Гаврила Никонович в субботу утром послал Федьку на дачу и велел привезти деда Никона. Закрывшись с ним в своей комнате, старый мастер долго говорил со стариком и лишь после этого обрел полное душевное спокойствие.
Вечером, поужинав вместе со всеми и попив чаю, он облачился в брезентовую робу, взял синие очки и, присев вместе с домашними, как перед дальней дорогой, вышел во двор, где на этот раз его ждала директорская машина…

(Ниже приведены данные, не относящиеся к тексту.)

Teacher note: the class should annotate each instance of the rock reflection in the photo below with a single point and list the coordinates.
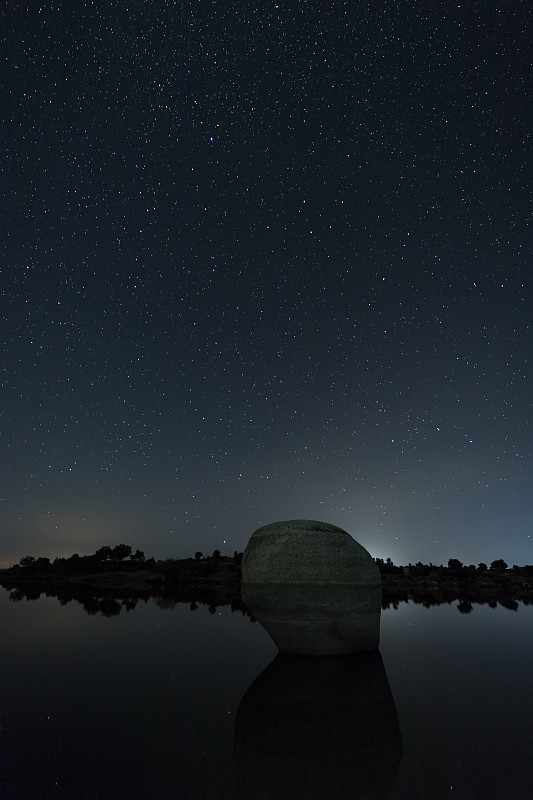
(318, 728)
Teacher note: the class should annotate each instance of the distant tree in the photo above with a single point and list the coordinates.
(103, 553)
(454, 563)
(121, 551)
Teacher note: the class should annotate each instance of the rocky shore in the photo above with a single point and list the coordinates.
(216, 582)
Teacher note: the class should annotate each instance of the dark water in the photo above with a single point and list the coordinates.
(170, 703)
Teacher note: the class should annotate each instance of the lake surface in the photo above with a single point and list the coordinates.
(172, 703)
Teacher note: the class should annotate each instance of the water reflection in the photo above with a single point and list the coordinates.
(318, 728)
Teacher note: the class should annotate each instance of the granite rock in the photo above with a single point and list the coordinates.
(313, 588)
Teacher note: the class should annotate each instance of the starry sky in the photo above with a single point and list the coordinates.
(266, 260)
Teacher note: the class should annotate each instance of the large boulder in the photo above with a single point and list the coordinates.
(313, 588)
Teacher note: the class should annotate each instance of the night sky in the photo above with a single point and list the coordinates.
(266, 260)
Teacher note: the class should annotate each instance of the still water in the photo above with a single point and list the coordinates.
(172, 703)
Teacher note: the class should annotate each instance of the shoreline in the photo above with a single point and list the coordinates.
(217, 582)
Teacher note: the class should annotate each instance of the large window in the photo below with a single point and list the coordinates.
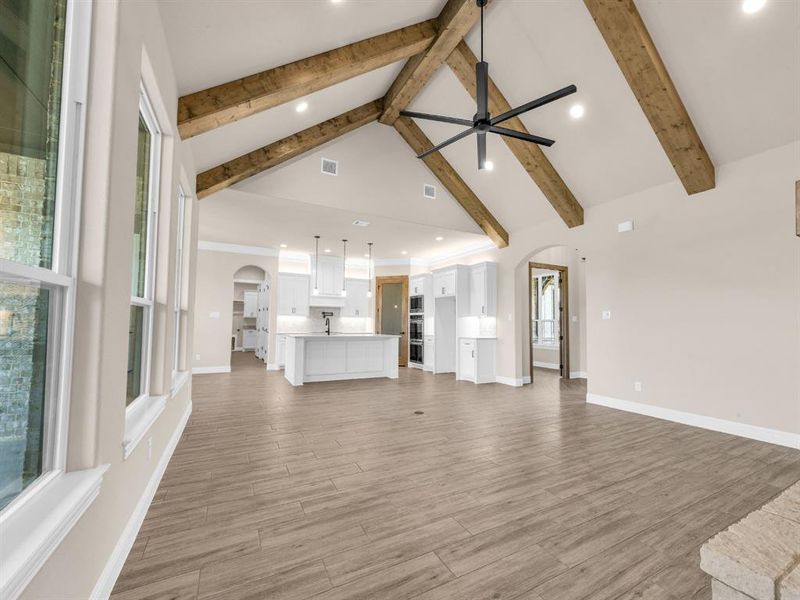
(179, 266)
(140, 328)
(39, 167)
(544, 308)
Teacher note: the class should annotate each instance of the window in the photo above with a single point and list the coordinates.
(39, 191)
(544, 308)
(148, 154)
(179, 265)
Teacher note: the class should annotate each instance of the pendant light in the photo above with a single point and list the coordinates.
(315, 291)
(344, 267)
(369, 271)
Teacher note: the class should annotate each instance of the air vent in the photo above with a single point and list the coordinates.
(330, 167)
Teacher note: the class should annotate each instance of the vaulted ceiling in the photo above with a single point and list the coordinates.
(735, 73)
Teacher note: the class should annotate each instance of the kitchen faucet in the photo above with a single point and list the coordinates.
(327, 316)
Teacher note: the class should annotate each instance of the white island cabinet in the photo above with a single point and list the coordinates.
(320, 357)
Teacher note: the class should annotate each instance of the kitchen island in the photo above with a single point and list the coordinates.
(320, 357)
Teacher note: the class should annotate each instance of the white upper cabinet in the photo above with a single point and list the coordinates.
(356, 303)
(483, 290)
(331, 275)
(250, 304)
(416, 286)
(293, 294)
(444, 283)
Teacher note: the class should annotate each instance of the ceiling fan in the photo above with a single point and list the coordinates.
(483, 122)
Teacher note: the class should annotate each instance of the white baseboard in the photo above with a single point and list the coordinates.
(544, 365)
(762, 434)
(513, 381)
(206, 370)
(105, 583)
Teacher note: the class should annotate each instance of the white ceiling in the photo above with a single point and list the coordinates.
(273, 221)
(738, 75)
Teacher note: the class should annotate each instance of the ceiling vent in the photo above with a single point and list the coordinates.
(330, 167)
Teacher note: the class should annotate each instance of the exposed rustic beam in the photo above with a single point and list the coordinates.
(450, 179)
(637, 56)
(207, 109)
(455, 20)
(278, 152)
(533, 160)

Войдя в огромный, с высокими стеклянными сводами мартеновский цех, Гаврила Никонович остановился. Его, привыкшего к шуму работы, поразила и даже испугала царившая здесь тишина. Он остановился, прислушался и понял, что это была не та безмолвная тишина, при которой они репетировали, рассчитывая каждое движение, чтоб залить форму, не остудив стали. В этой тишине слышалось приглушенное гудение мартеновских печей — цех жил и дышал. И оттого, что цех жил и дышал и в нем сталевары заканчивали плавку, Гаврилу Никоновича охватило волнение.
Но тут же к нему подошли инженеры, подручные и приземистый, ершистый начальник цеха Утехин. Он был ростом ниже всех, но его грузная, широкая фигура, занимавшая много места, выделялась, казалась значительной.
— Ну, Никонович, — заговорил он, здороваясь за руку, — сталь вот-вот будет готова — можно начинать.
— Хорошо, спасибо! — сказал Гаврила Никонович и вместе с инженерами и помощниками прошел на середину цеха, где была закопана опока с формой, слегка выступающая над полом. Чуть поодаль был сколочен дощатый помост с лесенкой.